Isabel dos Santos, the billionaire daughter of Angola's ex-president Jose Eduardo dos Santos, on Tuesday accused the government of resorting to forgery to freeze her assets last year.

The 47-year-old tycoon and her Congolese husband Sindika Dokolo are accused of syphoning off more than one billion dollars from Angolan state companies.

A court in the southern African nation in December froze their bank accounts as part of a massive corruption probe.

Dos Santos claimed in a statement that a copy of a fake passport -- bearing the signature of late martial arts film star Bruce Lee -- was part of the evidence submitted to a court that froze her assets.

She cited among other alleged irregularities on the passport that her birth date was wrong and her name was incomplete.

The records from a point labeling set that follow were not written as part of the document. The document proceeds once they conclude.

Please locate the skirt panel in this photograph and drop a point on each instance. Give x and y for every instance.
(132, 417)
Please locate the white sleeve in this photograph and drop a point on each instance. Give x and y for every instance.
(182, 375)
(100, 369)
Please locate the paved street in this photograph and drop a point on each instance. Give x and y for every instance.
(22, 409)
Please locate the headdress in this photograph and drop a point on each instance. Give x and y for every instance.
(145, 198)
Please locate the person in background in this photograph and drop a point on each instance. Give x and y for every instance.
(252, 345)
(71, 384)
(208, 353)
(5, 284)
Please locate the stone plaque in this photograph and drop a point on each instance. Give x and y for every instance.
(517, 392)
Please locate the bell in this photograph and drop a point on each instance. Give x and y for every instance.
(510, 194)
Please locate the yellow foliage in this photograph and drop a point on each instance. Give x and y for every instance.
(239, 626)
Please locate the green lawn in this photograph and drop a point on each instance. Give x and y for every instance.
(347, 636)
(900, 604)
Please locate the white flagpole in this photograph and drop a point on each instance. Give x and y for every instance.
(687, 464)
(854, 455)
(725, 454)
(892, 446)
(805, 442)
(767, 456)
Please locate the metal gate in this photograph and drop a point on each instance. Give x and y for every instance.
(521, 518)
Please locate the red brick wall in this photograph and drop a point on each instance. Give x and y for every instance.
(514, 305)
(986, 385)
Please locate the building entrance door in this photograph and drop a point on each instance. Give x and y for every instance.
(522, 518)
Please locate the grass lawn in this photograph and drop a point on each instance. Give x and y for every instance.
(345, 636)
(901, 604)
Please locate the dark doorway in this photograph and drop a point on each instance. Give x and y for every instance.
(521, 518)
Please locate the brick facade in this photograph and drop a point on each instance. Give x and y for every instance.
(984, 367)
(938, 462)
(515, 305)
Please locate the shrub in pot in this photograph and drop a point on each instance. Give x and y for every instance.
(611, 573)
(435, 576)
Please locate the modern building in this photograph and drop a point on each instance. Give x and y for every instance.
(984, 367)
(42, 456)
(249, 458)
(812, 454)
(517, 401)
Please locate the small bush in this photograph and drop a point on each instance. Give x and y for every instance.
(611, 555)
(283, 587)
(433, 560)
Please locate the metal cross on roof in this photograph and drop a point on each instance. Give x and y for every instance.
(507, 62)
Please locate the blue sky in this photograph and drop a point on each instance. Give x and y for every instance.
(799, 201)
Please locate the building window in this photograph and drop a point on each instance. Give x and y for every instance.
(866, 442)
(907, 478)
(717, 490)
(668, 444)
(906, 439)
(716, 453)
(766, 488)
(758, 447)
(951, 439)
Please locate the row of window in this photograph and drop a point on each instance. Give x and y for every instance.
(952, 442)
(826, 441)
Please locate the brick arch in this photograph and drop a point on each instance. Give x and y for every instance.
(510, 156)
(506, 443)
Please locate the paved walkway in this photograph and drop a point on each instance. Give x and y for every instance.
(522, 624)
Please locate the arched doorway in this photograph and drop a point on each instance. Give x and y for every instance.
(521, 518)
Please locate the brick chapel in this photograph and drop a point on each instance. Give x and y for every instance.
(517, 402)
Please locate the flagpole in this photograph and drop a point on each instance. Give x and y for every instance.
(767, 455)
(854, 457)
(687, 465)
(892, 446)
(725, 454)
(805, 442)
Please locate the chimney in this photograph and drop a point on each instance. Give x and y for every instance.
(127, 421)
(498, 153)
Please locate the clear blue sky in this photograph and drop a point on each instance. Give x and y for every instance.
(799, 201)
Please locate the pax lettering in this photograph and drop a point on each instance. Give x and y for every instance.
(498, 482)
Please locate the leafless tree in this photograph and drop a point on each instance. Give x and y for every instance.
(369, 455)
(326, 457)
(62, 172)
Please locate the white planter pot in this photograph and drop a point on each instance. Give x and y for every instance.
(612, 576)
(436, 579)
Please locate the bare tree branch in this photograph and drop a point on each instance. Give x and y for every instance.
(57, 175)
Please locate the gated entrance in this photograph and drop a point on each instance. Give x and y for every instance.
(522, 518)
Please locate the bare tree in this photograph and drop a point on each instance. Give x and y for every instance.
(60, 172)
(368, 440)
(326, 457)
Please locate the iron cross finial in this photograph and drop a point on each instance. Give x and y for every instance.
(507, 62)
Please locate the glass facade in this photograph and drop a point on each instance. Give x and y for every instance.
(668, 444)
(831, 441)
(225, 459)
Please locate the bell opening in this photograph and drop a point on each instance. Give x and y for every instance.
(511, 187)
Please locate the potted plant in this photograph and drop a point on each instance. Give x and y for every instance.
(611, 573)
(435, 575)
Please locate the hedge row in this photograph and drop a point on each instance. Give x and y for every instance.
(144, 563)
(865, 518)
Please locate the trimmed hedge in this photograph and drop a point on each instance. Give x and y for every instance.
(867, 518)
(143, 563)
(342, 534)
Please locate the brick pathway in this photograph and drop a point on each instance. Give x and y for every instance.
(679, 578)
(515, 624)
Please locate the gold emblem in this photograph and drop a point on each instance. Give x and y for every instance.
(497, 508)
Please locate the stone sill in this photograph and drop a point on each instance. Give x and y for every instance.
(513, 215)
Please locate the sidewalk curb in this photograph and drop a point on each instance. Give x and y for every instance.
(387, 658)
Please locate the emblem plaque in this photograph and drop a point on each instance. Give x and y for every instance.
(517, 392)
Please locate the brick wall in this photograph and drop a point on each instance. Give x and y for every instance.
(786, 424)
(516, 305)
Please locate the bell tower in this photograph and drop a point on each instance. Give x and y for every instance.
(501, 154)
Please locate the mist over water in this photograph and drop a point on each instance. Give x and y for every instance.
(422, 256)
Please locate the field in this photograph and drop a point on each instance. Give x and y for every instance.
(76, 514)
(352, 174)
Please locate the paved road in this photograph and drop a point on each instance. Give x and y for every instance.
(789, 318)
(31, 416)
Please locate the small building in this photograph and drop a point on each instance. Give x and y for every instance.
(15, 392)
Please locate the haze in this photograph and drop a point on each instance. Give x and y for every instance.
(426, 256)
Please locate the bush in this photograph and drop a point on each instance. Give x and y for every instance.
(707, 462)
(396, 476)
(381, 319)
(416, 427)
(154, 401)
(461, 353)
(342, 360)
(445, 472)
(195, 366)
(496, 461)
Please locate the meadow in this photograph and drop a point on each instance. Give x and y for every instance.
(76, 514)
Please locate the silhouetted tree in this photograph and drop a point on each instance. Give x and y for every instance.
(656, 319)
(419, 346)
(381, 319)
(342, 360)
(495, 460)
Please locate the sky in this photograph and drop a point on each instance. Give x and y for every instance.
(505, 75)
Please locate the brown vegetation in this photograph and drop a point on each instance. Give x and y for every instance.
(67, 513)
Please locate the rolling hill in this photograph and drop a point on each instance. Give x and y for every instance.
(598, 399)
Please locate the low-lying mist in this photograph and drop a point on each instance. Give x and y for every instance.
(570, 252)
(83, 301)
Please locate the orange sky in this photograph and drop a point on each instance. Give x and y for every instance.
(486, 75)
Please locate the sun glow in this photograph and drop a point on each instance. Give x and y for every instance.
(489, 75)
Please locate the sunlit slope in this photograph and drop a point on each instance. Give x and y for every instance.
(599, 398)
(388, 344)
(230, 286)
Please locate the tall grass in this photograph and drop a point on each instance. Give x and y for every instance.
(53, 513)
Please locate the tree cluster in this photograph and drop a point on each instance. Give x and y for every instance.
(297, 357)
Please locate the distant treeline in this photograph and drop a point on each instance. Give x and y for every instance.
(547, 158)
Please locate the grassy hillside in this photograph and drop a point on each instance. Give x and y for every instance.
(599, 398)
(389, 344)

"But the most ridiculous aspect is the signature of the issuing authority: this is a reproduction of the signature of Bruce Lee, the legendary kung fu actor who died in the 1970s," said a statement released through her public relations agent.

Dos Santos said her lawyers unearthed the falsified evidence which included scam emails, after they were given access to the court documents last month.

"Looking at the forged evidence it is now clear that the Angolan state through the intelligence services, prosecution, civil court, and Supreme Court has colluded and contrived a case to obtain an unfair and illegal decision against me," she said.

"False documents and false statements have been deliberately brought before the court."

Dos Santos was charged in January in Angola with a long list of crimes, including mismanagement, embezzlement of funds, and money laundering during her stewardship of the oil giant Sonangol.

She was forced out of the job at Sonangol just months after her father stepped down in 2017 and was replaced by his hand-picked successor, Joao Lourenco.

Dos Santos built up a vast business empire over the past two decades, with stakes in several Angolan and Portuguese companies.

Her fortune is valued at $2.1 billion (1.9 billion euros) by Forbes Magazine, which named her Africa's richest woman in 2013.

A consortium of investigative journalists, after analysing a trove of hundreds of thousands of leaked documents, has also accused dos Santos of looting state coffers during her father's nearly four-decade rule.

Dos Santos has denied any wrongdoing and says she is a victim of a witch hunt.